Spam is estimated to comprise 60 per cent or more of the world's email traffic.

The guidelines concern how ISPs should deal with sensitive issues such as customer privacy and data-protections laws, while cooperating to shut down machines propagating spam, said Martin Hutty, head of public relations for the London Internet Exchange (LINX), a group of around 220 ISPs and network providers.

Just join the dots

When an email is sent from a machine using one ISP to another, both ISPs hold details that can be used to detect spam and locate the machine where the message originated, Hutty said.
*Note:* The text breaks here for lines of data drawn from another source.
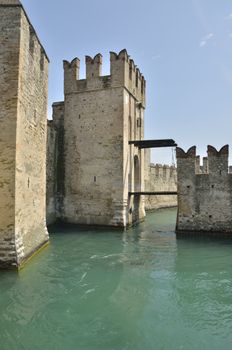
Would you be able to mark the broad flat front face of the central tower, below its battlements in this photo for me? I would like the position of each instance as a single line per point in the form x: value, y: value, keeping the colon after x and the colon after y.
x: 93, y: 156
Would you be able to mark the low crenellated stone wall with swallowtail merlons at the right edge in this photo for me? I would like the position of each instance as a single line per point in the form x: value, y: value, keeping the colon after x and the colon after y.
x: 204, y: 192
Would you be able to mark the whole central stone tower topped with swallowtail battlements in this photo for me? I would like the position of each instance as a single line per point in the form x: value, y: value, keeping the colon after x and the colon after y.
x: 101, y: 114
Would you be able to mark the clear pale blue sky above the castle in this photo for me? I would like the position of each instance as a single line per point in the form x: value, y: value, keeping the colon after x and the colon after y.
x: 183, y: 48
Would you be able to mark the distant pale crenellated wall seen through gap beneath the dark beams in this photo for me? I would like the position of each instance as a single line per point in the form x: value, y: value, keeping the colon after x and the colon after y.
x: 159, y: 178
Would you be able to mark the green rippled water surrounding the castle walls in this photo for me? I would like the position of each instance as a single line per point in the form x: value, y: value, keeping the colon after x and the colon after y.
x: 109, y: 290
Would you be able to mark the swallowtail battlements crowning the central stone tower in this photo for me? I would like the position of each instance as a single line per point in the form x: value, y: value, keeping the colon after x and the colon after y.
x: 123, y: 72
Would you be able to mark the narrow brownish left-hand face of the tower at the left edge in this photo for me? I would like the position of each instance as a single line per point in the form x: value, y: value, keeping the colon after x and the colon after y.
x: 9, y: 67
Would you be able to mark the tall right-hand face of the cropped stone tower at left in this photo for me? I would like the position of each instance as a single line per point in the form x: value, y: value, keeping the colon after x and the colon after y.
x: 31, y: 141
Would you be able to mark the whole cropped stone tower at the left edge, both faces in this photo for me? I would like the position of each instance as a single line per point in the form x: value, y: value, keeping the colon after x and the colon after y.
x: 23, y: 112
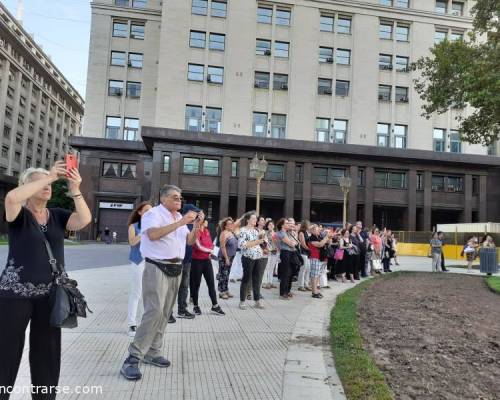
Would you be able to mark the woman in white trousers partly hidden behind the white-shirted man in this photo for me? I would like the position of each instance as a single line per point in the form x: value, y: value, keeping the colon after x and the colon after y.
x: 136, y: 264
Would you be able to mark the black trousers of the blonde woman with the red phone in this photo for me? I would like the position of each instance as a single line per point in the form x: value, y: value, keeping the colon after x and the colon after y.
x: 44, y: 344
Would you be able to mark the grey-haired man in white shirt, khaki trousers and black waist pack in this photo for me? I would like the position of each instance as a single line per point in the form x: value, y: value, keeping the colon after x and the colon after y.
x: 163, y: 243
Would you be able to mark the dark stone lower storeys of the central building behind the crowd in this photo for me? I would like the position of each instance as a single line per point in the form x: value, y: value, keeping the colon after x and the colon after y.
x: 401, y: 189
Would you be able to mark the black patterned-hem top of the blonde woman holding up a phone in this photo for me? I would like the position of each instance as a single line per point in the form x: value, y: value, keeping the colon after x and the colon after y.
x: 28, y: 273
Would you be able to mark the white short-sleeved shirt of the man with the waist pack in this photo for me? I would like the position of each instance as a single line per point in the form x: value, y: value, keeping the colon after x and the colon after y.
x: 169, y: 246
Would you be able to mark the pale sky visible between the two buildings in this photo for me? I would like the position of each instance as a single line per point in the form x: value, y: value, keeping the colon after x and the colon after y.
x: 62, y: 28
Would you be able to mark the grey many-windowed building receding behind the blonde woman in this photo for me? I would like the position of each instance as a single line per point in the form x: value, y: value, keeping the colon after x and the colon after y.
x: 39, y: 109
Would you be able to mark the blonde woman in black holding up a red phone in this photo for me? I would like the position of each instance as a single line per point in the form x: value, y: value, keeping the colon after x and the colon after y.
x: 26, y: 281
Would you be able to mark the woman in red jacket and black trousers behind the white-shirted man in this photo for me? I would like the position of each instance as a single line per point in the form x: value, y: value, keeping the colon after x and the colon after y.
x: 201, y: 265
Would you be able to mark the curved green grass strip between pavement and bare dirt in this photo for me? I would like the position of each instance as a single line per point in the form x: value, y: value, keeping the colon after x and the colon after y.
x: 360, y: 377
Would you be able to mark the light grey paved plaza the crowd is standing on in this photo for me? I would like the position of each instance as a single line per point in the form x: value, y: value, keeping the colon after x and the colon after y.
x: 281, y: 352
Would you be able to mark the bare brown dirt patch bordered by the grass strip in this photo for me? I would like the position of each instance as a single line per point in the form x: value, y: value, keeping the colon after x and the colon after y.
x: 434, y: 336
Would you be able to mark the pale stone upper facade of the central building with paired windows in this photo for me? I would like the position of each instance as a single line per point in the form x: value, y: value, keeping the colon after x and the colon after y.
x: 330, y: 71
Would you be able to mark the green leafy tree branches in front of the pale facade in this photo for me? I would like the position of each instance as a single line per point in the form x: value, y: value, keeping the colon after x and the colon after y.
x: 467, y: 73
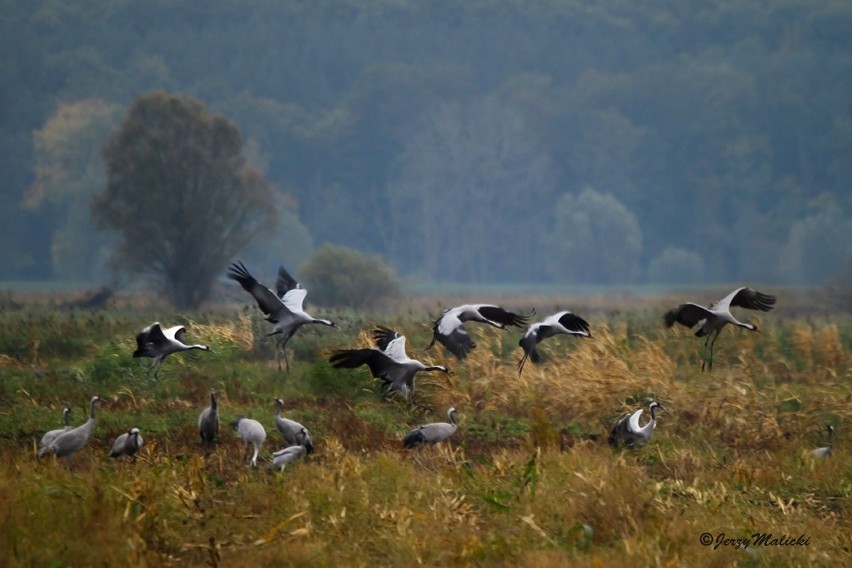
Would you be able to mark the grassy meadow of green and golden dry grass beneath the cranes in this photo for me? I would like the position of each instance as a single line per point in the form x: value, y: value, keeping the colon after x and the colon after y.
x: 527, y: 480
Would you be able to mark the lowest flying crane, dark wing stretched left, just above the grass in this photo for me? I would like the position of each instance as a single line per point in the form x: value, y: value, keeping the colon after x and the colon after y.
x: 391, y: 364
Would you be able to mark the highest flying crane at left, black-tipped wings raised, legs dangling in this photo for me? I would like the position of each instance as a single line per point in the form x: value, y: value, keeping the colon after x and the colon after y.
x: 283, y: 308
A user may have been infected with a Trojan horse program, through which a hacker has gained control of the machine and is using it to send spam, he said.

The guidelines will open the door for ISPs that want to participate in spamHINTS, an ongoing research project at the University of Cambridge, Hutty said. Richard Clayton, who holds a doctorate in computer science from Cambridge, heads the research.

"Email is not just a technical problem, but a market failure compounded by regulatory deficiencies," Clayton wrote in a paper outlining spamHINTS.

Traffic analysts

The research project uses traffic analysis rather than content to determine which email is legitimate. Spam, Clayton writes, has characteristics that make it stand out from real mail, even aside from its content.

Spam gets few replies and is often sent out 24 hours a day. It also regional. For example, legitimate traffic flows between the UK and South Korea, but it's uncommon, Clayton writes. Spam tends to consist of a huge number of short messages, while real email is a mixture of sizes and sent in small numbers.

Clayton writes there is very little cooperation between ISPs so far in detecting and reporting spam.

The project, which is funded by LINX and Intel, hopes to tap into LINX's network of ISPs. LINX, a nonprofit organisation that includes members such as Google and the BBC, is primarily known for its peering capabilities, which allow ISPs to connect directly with each other, Hutty said.

LINX gets ready

The direct connection avoids data transit charges for internet traffic carried on other networks, he said.

LINX is enabling its peering infrastructure to produce sFlow data, which consists of packer header information for traffic flowing through its switches. Researchers believe that they will be able to distinguish using the characteristics of the sFLOW traffic between real email and spam, without examining the content, and identify the sending machines.

The end result will be a real-time list of email sources that ISPs can use to investigate misuse. Through heuristic analysis, an ISP should be alerted to odd behaviour, such as if one of their customers starts sending ten times the number of emails as in the previous week.